更には、二頭の[成れの果て]が存在していた。

紫蓮たちから見て、奥の方で直立しているのは、背丈が4M前後の“トロール”のようだ。

手前の宙に浮いているのは、身長185㎝くらいの“ガーゴイル”ではなかろうかと思われる。

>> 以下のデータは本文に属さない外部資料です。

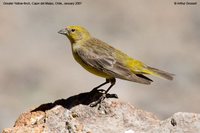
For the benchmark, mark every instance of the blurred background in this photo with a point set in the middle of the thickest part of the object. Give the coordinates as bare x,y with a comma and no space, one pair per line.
36,64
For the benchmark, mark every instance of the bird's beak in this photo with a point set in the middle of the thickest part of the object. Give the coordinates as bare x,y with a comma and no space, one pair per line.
63,31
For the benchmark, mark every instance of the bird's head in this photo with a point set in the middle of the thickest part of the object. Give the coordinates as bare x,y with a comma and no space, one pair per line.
75,33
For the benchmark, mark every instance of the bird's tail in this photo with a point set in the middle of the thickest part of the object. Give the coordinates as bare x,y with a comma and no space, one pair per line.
160,73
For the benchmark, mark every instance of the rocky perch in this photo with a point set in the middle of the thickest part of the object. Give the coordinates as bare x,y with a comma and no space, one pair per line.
74,115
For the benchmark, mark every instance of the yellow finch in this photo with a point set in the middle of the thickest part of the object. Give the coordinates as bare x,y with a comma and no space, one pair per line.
105,61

討伐隊と魔物とが乱闘になっているなか、誰かしらが“スキル”を発動した。

どうやら、30代前半といったところの女性戦士らしい。

彼女の左手から、15㎝大の[氷のつぶて]が、50個ほど、一直線に飛んでいく。

この正面に居た10匹の魔物のうち半数にヒットするも、残りは確実に躱していた。

それによって、20発ぐらいの礫が通過していき、最後尾に佇んでいる“元トロール(成れの果て)”の太ももに当たってしまったのである。

「ガアァ――ッ!!」

咆えたトロールが、直径4Mの魔法陣を構築した。

リーダーであろう40代後半の男性兵士が後ろを振り向き、

「全員、回避せよッ!」

討伐隊に告げる。

各自、左右へと散っていくなか、

ドォオウッ!!

魔法陣と同じ大きさで、紫色の【光線ビーム】が発射された。

その結果、逃げ遅れた討伐隊の20名ほどが“消し炭”となり、近くに居た15体くらいのモンスター達が巻き添えになったようだ。

敵味方問わず犠牲を生じさせたビームが、

ズドォンッ!

城の一部に直撃し、破壊した。

「あれが、成れの果て…。」

〝ゴクリ〟と唾を呑み込んだのは、ロンド―である。

彼以外の[PEACE MAKER’S]も目を丸くしたみたいだ。

紫蓮が、

「“成れの果て”は取り敢えず無視だ。」
「まずは、他の魔物を殲滅するぞ。」

先陣を切って歩き出し、仲間が続いていった。


現場では、再び、バトルが繰り広げられている。

空に居る“ハーピー”の一体が[風撃]を扱うべく、翼を反らす。

これを狙って、初老の男性弓術士が矢をるも、咄嗟に上へと逃げられてしまい、真後ろで静止していた“元ガーゴイル”の右肩に刺さってしまったのだ。

「グガッ!!」

呻いた[成れの果て]が直径4Mの魔法陣を展開し、幅4㎝×長さ40㎝の[紫色の光線]を、100発、放っていく。

「!」

その近くまで来ていた紫蓮らが、スキルや魔法を使って、ビームを防ぐ。

「今、“結界”を!!」

鈴音すずねが周囲に声を掛けるなか、1発の光線が流れ弾となり、

ブシュッ!

金髪少年騎士の、心臓部を、貫いた―。